HMT, Neyveli Lignite and RCF likely to be early candidates
Weak market conditions might not deter the Union Government from offloading its stakes in public sector undertakings. While divestment proceeds are required to bridge the deficit gap, stakes in some PSUs need to be shed to meet the minimum public shareholding requirement stipulated by SEBI.
HMT, Neyveli Lignite and Rashtriya Chemicals and Fertilisers (RCF) should be at the front of the queue for divestment in 2013-14, with the Government’s stake at present above the ceiling prescribed by the stock market regulator.
This is the last year for these companies to converge with the norm for 10 per cent public shareholding in PSUs, for which the a three-year timeframe was set in 2010, ending June 2013.
At present, the Government has a 98.88 per cent in HMT, while its holdings in Neyveli Lignite and RCF are closer to the threshold limit, at 93.56 per cent and 92.5 per cent, respectively. The rationale behind ensuring a minimum public shareholding in a company is to ensure that there is sufficient liquidity on these counters, thus resulting in a more efficient price discovery.
Govt sees it differently
But it would appear that a different set of companies top the Centre’s immediate priorities for disinvestment in the coming months. According to the Department of Disinvestment Web site, Steel Authority of India, Rashtriya Ispat Nigam, Bharat Heavy Electricals and the sick Tyre Corporation of India are the prime contenders for divestment as of now.
While RINL’s much-delayed IPO is expected to raise Rs 2,500 crore, the BHEL sell-off will garner about Rs 4,000 crore from 5 per cent divestment. The plan to divest 12.15 per cent in Nalco could mop up Rs 1,400 crore, while 10 per cent EIL divestment would raise Rs 800 crore.

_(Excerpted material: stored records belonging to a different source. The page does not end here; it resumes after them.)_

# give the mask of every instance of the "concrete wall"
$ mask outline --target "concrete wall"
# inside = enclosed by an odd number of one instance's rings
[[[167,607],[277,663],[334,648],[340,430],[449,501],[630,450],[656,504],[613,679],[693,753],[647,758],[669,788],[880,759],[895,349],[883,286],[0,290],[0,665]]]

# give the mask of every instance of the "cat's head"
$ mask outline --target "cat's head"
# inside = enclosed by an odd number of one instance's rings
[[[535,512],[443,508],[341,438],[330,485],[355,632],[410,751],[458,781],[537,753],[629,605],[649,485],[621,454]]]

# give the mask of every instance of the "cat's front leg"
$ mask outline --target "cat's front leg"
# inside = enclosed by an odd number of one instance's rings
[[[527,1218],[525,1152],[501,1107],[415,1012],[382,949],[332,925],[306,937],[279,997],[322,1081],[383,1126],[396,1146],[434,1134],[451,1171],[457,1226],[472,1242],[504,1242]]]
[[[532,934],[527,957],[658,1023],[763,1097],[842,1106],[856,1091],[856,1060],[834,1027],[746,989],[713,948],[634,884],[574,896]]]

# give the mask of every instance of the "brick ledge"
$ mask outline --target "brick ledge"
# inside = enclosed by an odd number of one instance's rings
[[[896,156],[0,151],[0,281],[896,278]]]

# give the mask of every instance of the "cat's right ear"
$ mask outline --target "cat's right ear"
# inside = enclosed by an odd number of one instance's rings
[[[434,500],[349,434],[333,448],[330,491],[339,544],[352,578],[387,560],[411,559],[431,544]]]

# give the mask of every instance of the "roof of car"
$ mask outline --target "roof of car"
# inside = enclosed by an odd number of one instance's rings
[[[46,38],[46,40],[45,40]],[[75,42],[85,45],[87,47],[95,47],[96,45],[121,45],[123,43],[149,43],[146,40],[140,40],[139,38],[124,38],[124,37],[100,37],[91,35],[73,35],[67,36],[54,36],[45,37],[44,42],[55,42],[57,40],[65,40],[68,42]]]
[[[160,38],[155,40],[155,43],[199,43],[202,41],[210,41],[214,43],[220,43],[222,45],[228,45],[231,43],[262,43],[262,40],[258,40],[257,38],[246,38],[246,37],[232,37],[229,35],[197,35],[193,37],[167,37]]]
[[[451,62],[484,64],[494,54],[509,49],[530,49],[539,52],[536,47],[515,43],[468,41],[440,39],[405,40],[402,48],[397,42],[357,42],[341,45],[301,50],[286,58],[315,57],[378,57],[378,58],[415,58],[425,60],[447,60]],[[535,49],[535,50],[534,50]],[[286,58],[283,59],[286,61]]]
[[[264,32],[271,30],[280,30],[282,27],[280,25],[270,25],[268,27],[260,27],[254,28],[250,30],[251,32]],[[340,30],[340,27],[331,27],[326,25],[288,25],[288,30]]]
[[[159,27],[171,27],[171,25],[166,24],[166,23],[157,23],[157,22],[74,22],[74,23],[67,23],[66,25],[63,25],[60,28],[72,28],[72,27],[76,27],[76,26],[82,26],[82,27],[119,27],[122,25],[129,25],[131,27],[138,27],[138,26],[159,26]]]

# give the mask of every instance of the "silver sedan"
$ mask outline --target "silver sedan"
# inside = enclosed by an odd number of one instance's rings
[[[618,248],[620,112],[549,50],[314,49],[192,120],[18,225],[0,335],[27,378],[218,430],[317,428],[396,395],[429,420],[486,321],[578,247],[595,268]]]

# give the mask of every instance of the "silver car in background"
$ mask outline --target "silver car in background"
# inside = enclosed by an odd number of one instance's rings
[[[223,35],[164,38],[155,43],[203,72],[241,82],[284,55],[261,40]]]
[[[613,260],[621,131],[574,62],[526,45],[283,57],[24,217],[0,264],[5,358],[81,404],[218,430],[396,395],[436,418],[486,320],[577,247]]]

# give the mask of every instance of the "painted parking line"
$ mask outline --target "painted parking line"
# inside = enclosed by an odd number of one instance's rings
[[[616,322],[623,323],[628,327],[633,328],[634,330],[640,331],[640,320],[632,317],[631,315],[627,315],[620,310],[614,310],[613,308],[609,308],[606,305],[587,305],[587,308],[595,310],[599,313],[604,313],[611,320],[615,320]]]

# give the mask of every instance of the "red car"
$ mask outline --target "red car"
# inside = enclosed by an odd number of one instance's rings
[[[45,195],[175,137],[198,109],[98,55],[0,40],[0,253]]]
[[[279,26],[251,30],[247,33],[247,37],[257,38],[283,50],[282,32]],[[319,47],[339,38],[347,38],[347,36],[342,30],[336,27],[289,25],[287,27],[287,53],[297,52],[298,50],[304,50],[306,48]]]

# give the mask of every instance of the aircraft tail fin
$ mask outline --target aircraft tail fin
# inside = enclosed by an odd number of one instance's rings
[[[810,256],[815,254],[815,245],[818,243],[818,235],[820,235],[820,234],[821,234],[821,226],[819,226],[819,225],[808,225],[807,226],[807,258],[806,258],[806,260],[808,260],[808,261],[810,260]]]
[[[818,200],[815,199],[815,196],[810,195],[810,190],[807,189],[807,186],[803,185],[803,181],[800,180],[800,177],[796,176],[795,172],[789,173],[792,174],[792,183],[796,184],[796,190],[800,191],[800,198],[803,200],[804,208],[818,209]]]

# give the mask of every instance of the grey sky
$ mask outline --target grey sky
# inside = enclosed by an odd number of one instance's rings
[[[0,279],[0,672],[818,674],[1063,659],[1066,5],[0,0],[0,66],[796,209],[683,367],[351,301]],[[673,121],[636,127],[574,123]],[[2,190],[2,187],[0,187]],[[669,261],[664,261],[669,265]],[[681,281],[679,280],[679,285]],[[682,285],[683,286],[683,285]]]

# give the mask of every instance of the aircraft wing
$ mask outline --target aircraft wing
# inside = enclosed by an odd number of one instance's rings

SAIL’s big-ticket FPO (follow-on public offer) is already on the cards and a one-day share sale could take place as early as March 20. The Centre is expected to divest 10.82 per cent in the steel major, bringing down its stake to 75 per cent. It is expected to rake in Rs 3,500 crore.
Another offer slated for this month is 9.33 per cent divestment in trading giant MMTC for around Rs 7,000 crore. This will bring down the Government’s shareholding to 90 per cent.
But if the SAIL and MMTC FPOs take place before the end of the 2012-13 financial year, this will ensure that the Centre is able to meet the original 2012-13 Budget Estimate for a mop-up of Rs 30,000 crore through disinvestment, which was revised downward to Rs 24,000 crore.